It was the second example of restraint by Báez, who took a step in front of the plate and stared down Burnes after getting hit on the upper arm by a 96-mph pitch in the first, before slowly heading to first — two batters before Contreras. 

“I think this is gonna be part of this season,” Brewers manager Craig Counsell said during an in-game interview after his lengthy conversation with umps delayed the start of the fourth inning. 

 

“Both dugouts can hear each other, and umpires can hear everything,” he added. “There’s talking that goes on in the game. You never hear it with all the fans here. It’s part of the game. It’s competitiveness. That’s all it is.”

“I don’t know if Major League Baseball saw it coming, but I think if you’re in the dugout in this environment you’re going to expect some of that,” Cubs manager David Ross said. “When you can hear everything that everybody says, that’s going to spark some intensity.”

The Cubs turned up the sound system when Contreras was hit by a Devin Williams pitch in the seventh, drowning out any “talk” as Contreras slowly headed to first while stealing glances at the mound.

Darvish labors

The day after Kyle Hendricks cruised through the season opener with a three-hit shutout, Yu Darvish — the presumptive Opening Day starter when spring training was halted in March — needed 73 pitches to get through four long innings full of deep counts and traffic.

He limited the damage until the fourth, when a hit batter, single and Ben Gamel triple pushed across two more for the Brewers — who bailed him out of surrendering another run when somebody apparently missed a sign, Orlando Arcia bunting and Gamel held at third with one out.

Of note, if not solace: Darvish didn’t walk a batter. He has given up just seven walks in 14 starts since last year’s All-Star break.

Rundown breakdowns

Maybe the Cubs could have used another week or two of summer training camp to work on fundamentals?

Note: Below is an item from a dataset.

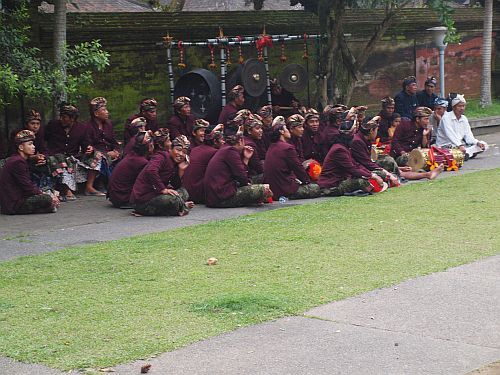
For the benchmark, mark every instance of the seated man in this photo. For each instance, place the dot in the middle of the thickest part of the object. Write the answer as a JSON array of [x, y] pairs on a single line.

A botched rundown after the Cubs had Lorenzo Cain hung out between second and third on Gamel’s grounder to short cost a run in the second when the Cubs left first base abandoned — allowing Gamel to scurry back to first just when it looked like the Cubs might have both runners occupying second.

Eric Sogard’s two-out single eventually drove home Cain from second.

On the other hand, the Brewers’ ability to execute a rundown with runners at second and third and one out in the bottom of the fourth shut down a Cubs scoring chance. Victor Caratini was caught in no-man’s land off third when Ian Happ grounded sharply to third and was out on one throw. Three pitches later, the Brewers were out of the inning.

Mighty pen questions

After Darvish’s early exit, manager David Ross got his first look at an 11-man bullpen full of question marks.

The answers weren’t great — albeit, none of the relievers used Saturday included the closer or primary setup pitchers.

Dillon Maples was the only one among the five who recorded a 1-2-3 inning (ninth), and left-hander Rex Brothers was the only other one with a scoreless inning (eighth)

Duane Underwood Jr. (solo homer), Brad Wieck (two-run homer) and James Norwood (three consecutive hits, two runs) gave up five runs on five hits and a walk in their combined three innings.